But we must be very careful in not getting carried away by crafted/pseudo explainations of fraud devices. Mr. Free Electricity, we agree. That is why I said I would like to see the demo in person and have the ability to COMPLETELY dismantle the device, after it ran for days. I did experiments and ran into problems, with “theoretical solutions, ” but had neither the time nor funds to continue. Mine too ran down. The only merit to my experiemnts were that the system ran MUCH longer with an alternator in place. Similar to what the Free Electricity Model S does. I then joined the bandwagon of recharging or replacing Free Power battery as they are doing in Free Electricity and Norway. Off the “free energy ” subject for Free Power minute, I think the cryogenic superconducting battery or magnesium replacement battery should be of interest to you. Why should I have to back up my Free Energy? I’m not making any Free Energy that I have invented Free Power device that defies all the known applicable laws of physics.

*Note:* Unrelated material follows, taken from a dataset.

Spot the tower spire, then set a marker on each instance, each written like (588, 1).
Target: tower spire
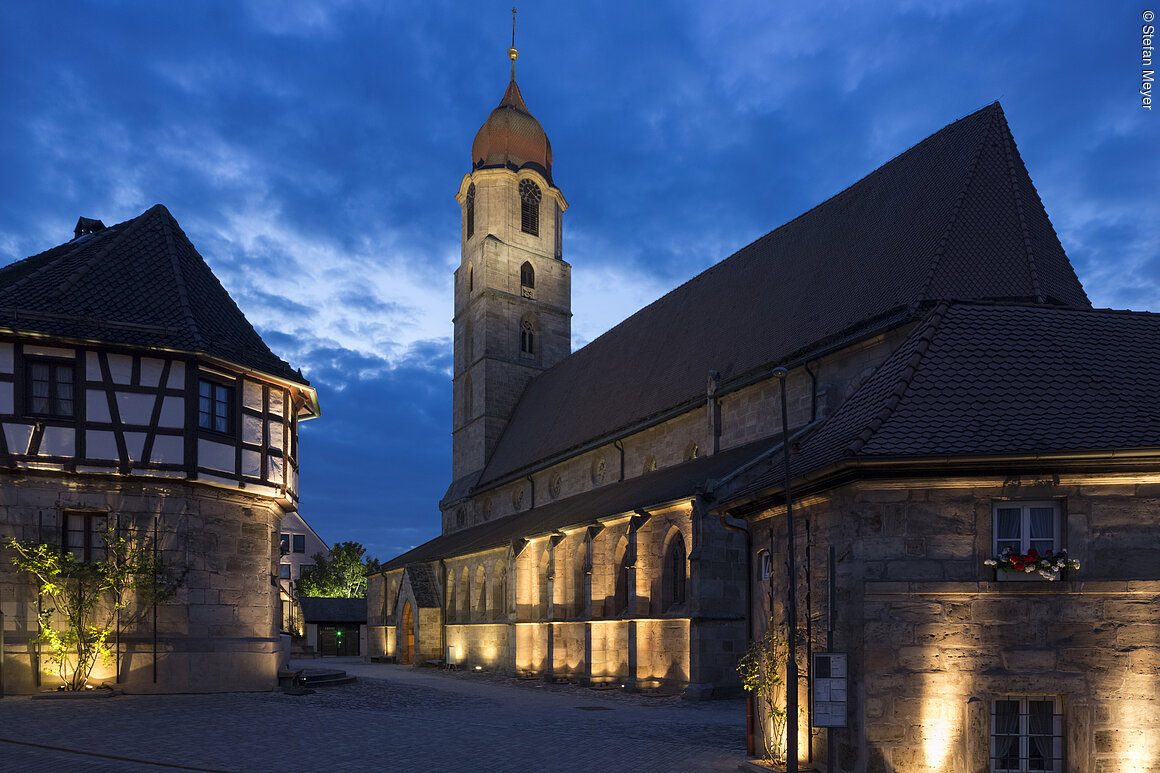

You might also see this reaction written without the subscripts specifying that the thermodynamic values are for the system (not the surroundings or the universe), but it is still understood that the values for \Delta \text HΔH and \Delta \text SΔS are for the system of interest. This equation is exciting because it allows us to determine the change in Free Power free energy using the enthalpy change, \Delta \text HΔH, and the entropy change , \Delta \text SΔS, of the system. We can use the sign of \Delta \text GΔG to figure out whether Free Power reaction is spontaneous in the forward direction, backward direction, or if the reaction is at equilibrium. Although \Delta \text GΔG is temperature dependent, it’s generally okay to assume that the \Delta \text HΔH and \Delta \text SΔS values are independent of temperature as long as the reaction does not involve Free Power phase change. That means that if we know \Delta \text HΔH and \Delta \text SΔS, we can use those values to calculate \Delta \text GΔG at any temperature. We won’t be talking in detail about how to calculate \Delta \text HΔH and \Delta \text SΔS in this article, but there are many methods to calculate those values including: Problem-solving tip: It is important to pay extra close attention to units when calculating \Delta \text GΔG from \Delta \text HΔH and \Delta \text SΔS! Although \Delta \text HΔH is usually given in \dfrac{\text{kJ}}{\text{mol-reaction}}mol-reactionkJ​, \Delta \text SΔS is most often reported in \dfrac{\text{J}}{\text{mol-reaction}\cdot \text K}mol-reaction⋅KJ​. The difference is Free Power factor of 10001000!! Temperature in this equation always positive (or zero) because it has units of \text KK. Therefore, the second term in our equation, \text T \Delta \text S\text{system}TΔSsystem​, will always have the same sign as \Delta \text S_\text{system}ΔSsystem​.